The public sector needs to continue to lead by example when it comes to diversity, equity, and inclusion
According to Ceridian's Pulse of Talent report, just 49% percent say their employers have DE&I strategies
As I touched on in my previous articles for TechWire, working in the public sector has many benefits from a work-life perspective – particularly, the steady hours and competitive benefits and pay. The benefits are plentiful, including the unique sense of purpose that comes with a job that aims to help the greater good.
However, many facets of the public sector workforce need to be refreshed, revamped, and reinvigorated. Specifically, public sector organizations, along with companies across all sectors, need to sharpen their focus on meaningful diversity, equity, and inclusion policies, programs, and most importantly – behaviors.
We all know that there are many business and fiscal benefits from embracing DE&I in the workforce – namely, the wealth of knowledge you get from different lived experiences. However, the business argument for fostering a diverse workforce cannot be the main catalyst to make meaningful changes to outdated (or non-existent) DE&I practices.

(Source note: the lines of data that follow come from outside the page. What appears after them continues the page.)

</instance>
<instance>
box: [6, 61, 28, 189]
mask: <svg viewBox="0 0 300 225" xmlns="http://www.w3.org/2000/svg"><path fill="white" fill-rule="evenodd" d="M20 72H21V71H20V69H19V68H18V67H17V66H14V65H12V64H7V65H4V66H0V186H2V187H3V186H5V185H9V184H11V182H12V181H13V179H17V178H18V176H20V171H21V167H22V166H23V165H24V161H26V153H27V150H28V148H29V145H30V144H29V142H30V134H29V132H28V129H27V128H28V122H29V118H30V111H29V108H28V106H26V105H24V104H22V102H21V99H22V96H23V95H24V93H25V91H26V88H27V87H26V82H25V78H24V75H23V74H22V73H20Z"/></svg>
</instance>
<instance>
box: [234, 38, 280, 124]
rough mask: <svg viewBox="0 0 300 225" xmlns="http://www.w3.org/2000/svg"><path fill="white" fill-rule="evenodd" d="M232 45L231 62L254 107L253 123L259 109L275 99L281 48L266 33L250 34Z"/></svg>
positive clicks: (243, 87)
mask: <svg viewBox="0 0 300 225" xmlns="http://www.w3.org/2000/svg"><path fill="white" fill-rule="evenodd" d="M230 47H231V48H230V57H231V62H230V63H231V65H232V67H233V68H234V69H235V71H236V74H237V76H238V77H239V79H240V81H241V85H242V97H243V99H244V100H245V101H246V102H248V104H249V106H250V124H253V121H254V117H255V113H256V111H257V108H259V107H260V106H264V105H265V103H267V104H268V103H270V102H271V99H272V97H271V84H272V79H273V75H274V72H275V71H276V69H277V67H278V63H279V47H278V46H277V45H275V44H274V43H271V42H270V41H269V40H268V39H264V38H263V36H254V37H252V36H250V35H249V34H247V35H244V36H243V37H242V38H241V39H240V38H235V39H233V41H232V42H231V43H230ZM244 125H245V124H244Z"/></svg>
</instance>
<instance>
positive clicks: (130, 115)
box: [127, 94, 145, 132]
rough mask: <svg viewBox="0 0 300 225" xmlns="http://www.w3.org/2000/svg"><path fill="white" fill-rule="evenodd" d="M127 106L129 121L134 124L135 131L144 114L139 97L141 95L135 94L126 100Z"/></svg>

There is a moral obligation to build workforce cultures that are based in equity, inclusion, and belonging – it's simply the right thing to do. And yet, many organizations are not rising to the occasion. Of those that are, while their intentions are in the right place, they are missing the mark from an employee point of view. According to Ceridian’s Pulse of Talent survey of almost 7,000 workers in the U.S., Canada, the U.K., and four other countries, just 49 percent of employees say their companies have (and communicate) DE&I improvement strategies – that is simply not enough. Along with that, about 20 percent of workers polled globally say their companies lack strategies to boost DE&I, and 31 percent don’t know if their companies have them.
So, how can public sector organizations lead by example when it comes to establishing, improving, and championing DE&I practices? Let’s unpack a few strategies.
Establish a culture of DE&I from the top
All organizations today should embed DE&I practices in everything they do. And – this is even more critical in public sector organizations, as they often represent the public’s needs. What are some steps public sector and government leaders can take to have a truly inclusive and engaged culture?
Start with employee resource groups, ensuring minorities and individuals from diverse backgrounds feel represented - through real representation. Offer a larger variety of benefits, catering to folks of all ages and walks of life. And, importantly, improve and increase representation across hiring practices. We all know it’s important to lead by example, therefore by building a diverse leadership roster, you will be setting a precedent that everyone at your organization can – and should – reach for the top.
To see success in any DE&I practices, leadership should actively and often voice their support for all DE&I initiatives. This helps to create runway for employees to drive efforts forward on the front lines.
Leverage data to find more opportunities for equity
Needless to say, when something needs to be implemented or improved within your organization, you need a deeper understanding of where you currently sit regarding the task at hand. This is particularly relevant when it comes to updating and/or improving DE&I practices and creating opportunity for equity. Gather both qualitative and quantitative data from your employees – what do they need to thrive? What DE&I discrepancies do they notice? Use the gathered data to analyze your current policies and processes and see how you can enhance best practices for equity.
Use the gathered data to make meaningful changes toward equity.
Always be proactive about inclusion
There’s no denying it – biases in the workplace exist, even in the public sector What matters is how we address them. It’s important to acknowledge biases and then change your behavior and encourage others to do the same. Leaders, and specifically people managers within the public sector, play a huge role here Being more inclusive starts by recognizing biases that work against inclusion. Proactively identify common moments of bias within your organization, and work to rectify them. This starts from the recruiting process and lasts until an employee’s last day at an organization.
As a manager within the public sector, make it be known that everyone on your team has equal opportunities to be heard, encourage everyone to speak up, and give everyone opportunities to succeed and be elevated.
The world of work will thrive when organizations across all sectors embrace, champion, and elevate every employee. As representatives of the greater good, the public sector needs to lead by example.
Gianluca Cairo is Industry Principal, Public Sector at Ceridian, a global human capital management software company.